2) What consequential directions were warranted upon remand, including timelines for filing reply, grant of personal hearing, communication mode, portal access, and imposition of costs.
ISSUE-WISE DETAILED ANALYSIS
Issue 1: Sustainability of an ex parte adjudication order where no reply/personal hearing participation occurred
Legal framework: The Court applied the principle of natural justice as reflected in its reasoning that adjudication confirming demand should not be sustained where the taxpayer did not get a proper opportunity to present its case on merits.
Interpretation and reasoning: The Court noted that the show cause notice was followed by a reminder and a scheduled personal hearing, yet no reply was filed and the hearing was not attended. The Court accepted the explanation that the proceedings were missed due to organisational changes (demerger) and found that, in the circumstances, the assessee did not get a proper opportunity to be heard. Relying on its approach in a similar situation, the Court held that an opportunity ought to be afforded to contest the matter on merits rather than sustaining the ex parte order.
Conclusions: The impugned adjudication order was set aside and the matter was remanded to the adjudicating authority for fresh decision after receiving the reply and granting a personal hearing.
Issue 2: Manner of remand and ancillary directions (costs, timelines, hearing, portal access, and effect of pending challenges)
Legal framework: The Court exercised its writ jurisdiction to mould relief by prescribing procedural safeguards on remand, including costs, fixed timelines, and ensuring meaningful participation through portal access and communication of hearing notice.

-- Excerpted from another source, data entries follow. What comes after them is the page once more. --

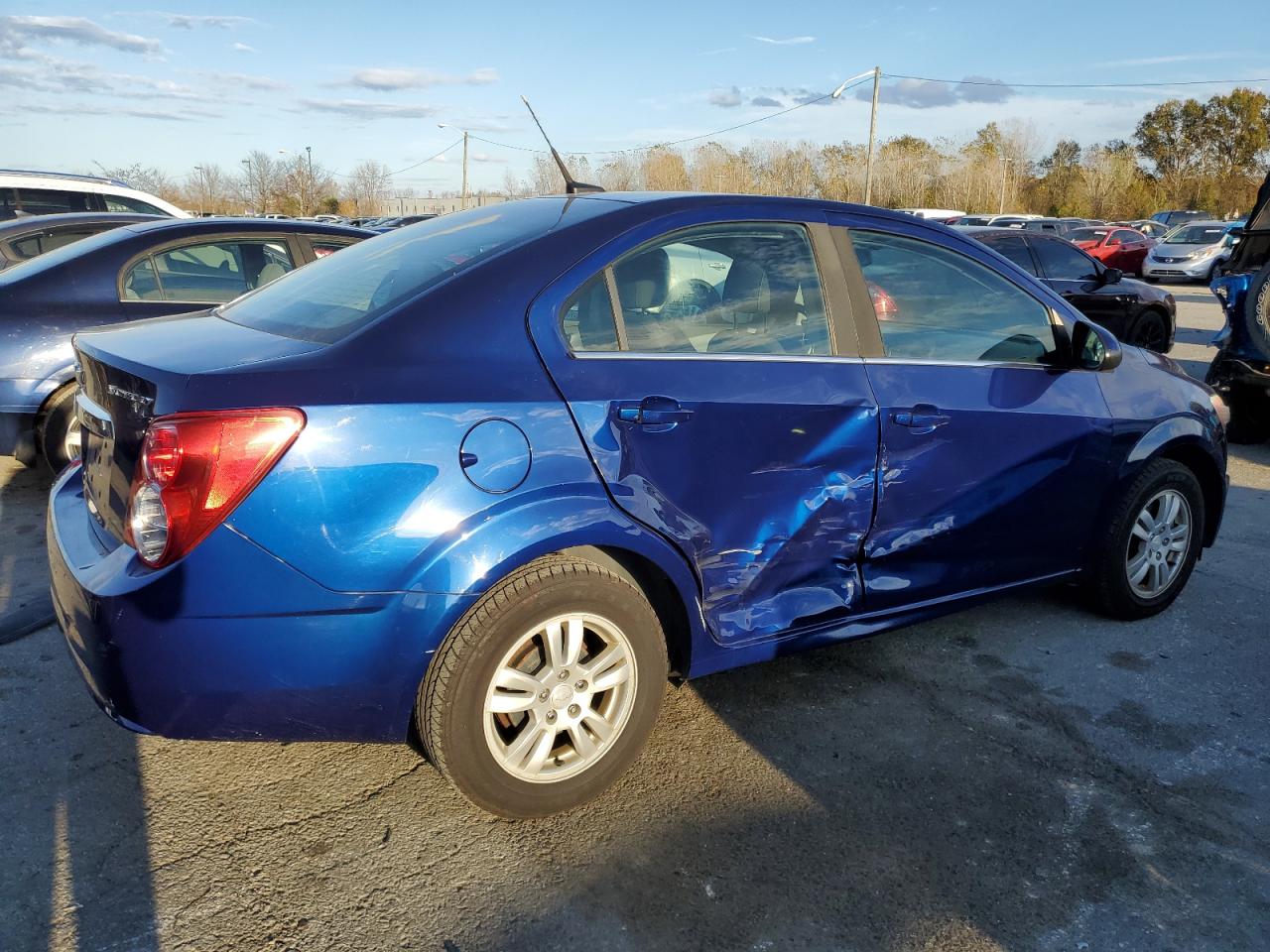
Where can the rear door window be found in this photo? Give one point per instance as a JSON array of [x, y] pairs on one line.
[[1064, 262], [1015, 249], [45, 200], [934, 303], [208, 272]]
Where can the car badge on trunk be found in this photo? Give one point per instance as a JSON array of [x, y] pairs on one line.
[[136, 402]]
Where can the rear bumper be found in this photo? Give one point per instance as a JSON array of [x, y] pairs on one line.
[[19, 404], [1188, 271], [231, 644]]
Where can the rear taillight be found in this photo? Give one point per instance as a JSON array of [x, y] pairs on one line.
[[194, 468]]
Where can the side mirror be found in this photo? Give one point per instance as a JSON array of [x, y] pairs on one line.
[[1095, 348]]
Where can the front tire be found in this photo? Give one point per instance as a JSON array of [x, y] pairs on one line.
[[1250, 416], [547, 689], [1151, 543], [1151, 331]]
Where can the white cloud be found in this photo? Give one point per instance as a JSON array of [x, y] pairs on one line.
[[241, 79], [384, 80], [1169, 59], [363, 109], [725, 98], [790, 41], [16, 32], [182, 21]]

Interpretation and reasoning: Considering that the assessee had not participated earlier, the Court balanced remand relief by imposing costs payable to a designated costs account, while ensuring the remand is effective through (i) a firm deadline to file the reply to the show cause notice, (ii) a mandatory personal hearing thereafter, (iii) specific modes of communicating the hearing notice (email and mobile), and (iv) direction to provide GST portal access within one week to enable uploading of the reply and viewing notices/documents. The Court expressly declined to decide the validity of the impugned notifications extending limitation and kept that issue open, directing that any fresh order would remain subject to the outcome of pending proceedings before the Supreme Court and the pending batch concerning parallel State notifications.
Conclusions: Remand was ordered with: (a) setting aside of the impugned order subject to payment of costs; (b) time granted up to a specified date to file reply; (c) adjudicating authority to issue personal hearing notice and then pass a fresh reasoned order considering reply and submissions; (d) GST portal access to be provided within one week; and (e) the validity of the impugned notifications left open, with the fresh order to abide by the outcome of pending higher-court consideration.